In a hearing on Wednesday, Lee confronted Eric Schmidt with accusations of tampering with results and the evidence the Senator presented was in fact very interesting because it raises the question of how to show or even prove that a highly complex algorithmic procedure “has been tampered with”. As you can see in this video, a scatter-plot from an “independent study” that compares the search ranking for three price comparison sites (Nextag, Pricegrabber, and Shopper) with Google Price Search using 650 shopping related queries. What we can see on the graph is that while there is considerable variation in ranking for the competitors (a site shows up first for one query and way down for another), Google’s site seems to consistently stick to place three. Lee makes this astounding difference the core of his argument and directly asks Schmidt: “These results are in fact the result of the same algorithm as the rankings for the other comparison sites?” The answer is interesting in itself as Schmidt argues that Google’s service is not a product comparison site but a “product site” and that the study basically compares apples to oranges (“they are different animals”). Lee then homes in on the “uncanny” statistical regularity and says “I don’t know whether you call this a separate algorithm or whether you’re reverse engineered a single algorithm, but either way, you’ve cooked it!” to which Schmidt replies “I can assure you that we haven’t cooked anything.”
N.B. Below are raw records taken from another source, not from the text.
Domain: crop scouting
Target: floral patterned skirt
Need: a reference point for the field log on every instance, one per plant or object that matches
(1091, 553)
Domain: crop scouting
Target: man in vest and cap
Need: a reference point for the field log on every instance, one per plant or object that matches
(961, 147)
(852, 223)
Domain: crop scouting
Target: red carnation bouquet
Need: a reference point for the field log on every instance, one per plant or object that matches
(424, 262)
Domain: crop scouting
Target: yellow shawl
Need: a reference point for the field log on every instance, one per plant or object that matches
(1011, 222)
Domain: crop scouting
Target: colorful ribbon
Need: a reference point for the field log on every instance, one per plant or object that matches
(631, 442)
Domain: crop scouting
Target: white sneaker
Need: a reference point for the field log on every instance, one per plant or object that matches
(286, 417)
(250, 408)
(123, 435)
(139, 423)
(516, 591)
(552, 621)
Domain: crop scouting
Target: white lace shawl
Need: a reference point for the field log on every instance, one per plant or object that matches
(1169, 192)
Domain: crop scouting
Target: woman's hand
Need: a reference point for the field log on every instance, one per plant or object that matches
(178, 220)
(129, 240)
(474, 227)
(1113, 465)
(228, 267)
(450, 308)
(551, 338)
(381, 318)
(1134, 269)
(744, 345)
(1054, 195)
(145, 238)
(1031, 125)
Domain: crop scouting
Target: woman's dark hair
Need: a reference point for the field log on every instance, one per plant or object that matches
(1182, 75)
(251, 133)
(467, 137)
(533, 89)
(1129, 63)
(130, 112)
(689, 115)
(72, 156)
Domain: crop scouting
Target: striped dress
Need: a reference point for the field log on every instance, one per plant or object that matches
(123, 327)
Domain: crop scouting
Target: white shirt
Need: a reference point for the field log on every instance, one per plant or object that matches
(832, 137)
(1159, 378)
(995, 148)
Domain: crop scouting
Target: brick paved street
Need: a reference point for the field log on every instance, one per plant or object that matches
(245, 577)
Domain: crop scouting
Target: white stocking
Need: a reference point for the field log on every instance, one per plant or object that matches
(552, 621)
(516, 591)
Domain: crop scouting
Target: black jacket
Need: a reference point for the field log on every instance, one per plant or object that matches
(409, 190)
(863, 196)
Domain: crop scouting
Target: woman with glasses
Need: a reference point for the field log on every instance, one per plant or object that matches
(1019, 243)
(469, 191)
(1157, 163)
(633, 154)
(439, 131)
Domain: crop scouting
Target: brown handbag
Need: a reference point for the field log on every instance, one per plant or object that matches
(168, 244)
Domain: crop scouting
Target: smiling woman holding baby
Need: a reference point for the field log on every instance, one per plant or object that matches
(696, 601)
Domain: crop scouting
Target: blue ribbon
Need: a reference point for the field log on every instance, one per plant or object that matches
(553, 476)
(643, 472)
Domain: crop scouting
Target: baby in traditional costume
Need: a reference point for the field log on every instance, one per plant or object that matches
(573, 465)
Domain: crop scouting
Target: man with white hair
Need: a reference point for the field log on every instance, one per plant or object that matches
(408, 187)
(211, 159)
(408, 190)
According to this LA Times article, Schmidt’s testimony did not satisfy the senators and there’s open talk about bias and conflict of interest. I would like to add to add three things here:

1) The debate shows a real mismatch between 20th century concepts of both bias and technology and the 21st century challenge to both of these question that comes in the form of Google. For the senator, bias is something very blatant and obvious, a malicious individual going to the server room at night, tempering with the machinery, transforming the pure technological objectivity into travesty by inserting a line of code that puts Google to third place most of the time. The problem with this view is of course that it makes a clear and strong distinction between a “biased” and an “unbiased” algorithm and clearly misses the point that every ranking procedure implies a bias. If Schmidt says “We haven’t cooked anything!”, who has written the algorithm? If it comes to an audit of Google’s code, I am certain that no “smoking gun” in the form of a primitive and obvious “manipulation” will be found. If Google wants to favor its own services, there are much more subtle and efficient ways to do so – the company does have the best SEO team one could possibly imagine after all. There is simply no need to “cook” anything if you are the one who specifies the features of the algorithm.

2) The research method applied in the mentioned study however is really quite interesting and I am curious to see how far the Senate committee will be able to take the argument. The statistical regularity shown is certainly astounding and if the hearings attain a deeper level of technological expertise, Google may be forced to detail a significant portion of its ranking procedures to show how something like this can happen. It would, of course, be extremely simple to break the pattern by introducing some random element that does not affect the average rank but adds variation. That’s also the reason why I think that Lee’s argument will ultimately fizzle.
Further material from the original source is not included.